Parliamentary Constituencies Act 2020
- Parliament of the United Kingdom
- Long title: An Act to make provision about reports of the Boundary Commissions under the Parliamentary Constituencies Act 1986; to make provision about the number of parliamentary constituencies and other rules for the distribution of seats; and for connected purposes
- Citation: 2020 c. 25
- Introduced by: Chloe Smith, Minister of State for the Constitution and Devolution (Commons) Lord True, Minister of State for the Cabinet Office (Lords)
- Territorial extent: England and Wales; Scotland; Northern Ireland;

Dates
- Royal assent: 14 December 2020
- Commencement: 14 December 2020

Other legislation
- Amends: Parliamentary Constituencies Act 1986; Boundary Commissions Act 1992; Northern Ireland Act 1998; Parliamentary Voting System and Constituencies Act 2011; Electoral Registration and Administration Act 2013;

Status: Current legislation

History of passage through Parliament

Text of statute as originally enacted

Revised text of statute as amended

Text of the Parliamentary Constituencies Act 2020 as in force today (including any amendments) within the United Kingdom, from legislation.gov.uk.

= Parliamentary Constituencies Act 2020 =

Act of the Parliament of the United Kingdom

The Parliamentary Constituencies Act 2020 (c. 25) is an act of the Parliament of the United Kingdom. It amends the regulations underpinning the parliamentary boundary review process as set out under the Parliamentary Constituencies Act 1986 and previously amended by the Northern Ireland Act 1998, Boundary Commissions Act 1992 and Parliamentary Voting System and Constituencies Act 2011.

A bill was introduced on 19 May 2020 to reflect a written statement, entitled Strengthening Democracy, from the Minister of State for the Cabinet Office, Chloe Smith, on 24 March 2020. It received its second reading on 2 June 2020. The act received royal assent on 14 December 2020.

== Summary of provisions ==
The main provisions of the act are as follows:

- Section 1 – Reports of the Boundary Commissions
Each Boundary Commission must submit a report:
1. before 1 July 2023,
2. before 1 October 2031, and
3. before 1 October of every eighth year after that.

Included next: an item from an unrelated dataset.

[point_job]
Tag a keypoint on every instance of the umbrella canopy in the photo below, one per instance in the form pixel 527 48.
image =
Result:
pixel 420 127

- Section 2 – Orders in Council giving effect to reports
Orders in Council giving effect to the reports to be automatically passed. The Orders must be made within four months of the reports being laid before Parliament, "unless there are exceptional circumstances".
- Section 3 – Modifications of recommendations in reports
A Boundary Commission may submit modifications to its report after it has been submitted but before an Order in Council has been drafted.
- Section 4 – Publicity and consultation
This section changes the timings of various stages in the publicity and consultation procedures.
- Section 5 – Number of parliamentary constituencies
The number of constituencies remains at 650. Previously, the number was to be reduced to 600.
- Section 6 – Taking account of local government boundaries
This amends the factors a Commission may take into account to include local government boundaries which are prospective on the "review date", as opposed to just being effective. Prospective local government boundaries are those which have been specified by legislation, but have not yet become effective.
- Section 7 – Protected constituencies
This adds Ynys Môn (defined as the area of the Isle of Anglesey County Council) as a protected constituency.
- Section 8 – Registers used to determine the "electorate" in relation to the 2023 reports
For the 2023 reports, the "electorate" calculations were to use the electoral registers published on 2 March 2020 (rather than 1 December 2020). This amendment was specifically inserted, partly because of the shorter time-frame for submitting the reports, but primarily because of concerns over collecting the data during the COVID-19 pandemic.
- Section 9 – Alteration of the review date in relation to the 2023 reports
For the 2023 reports, the "review date" was specified as 1 December 2020, rather than 2 years and 10 months before the report date.
- Section 10 – Removal of duty to implement etc. in relation to current reports
This section formally removes the duty to implement the previous reviews which had been submitted in September 2018.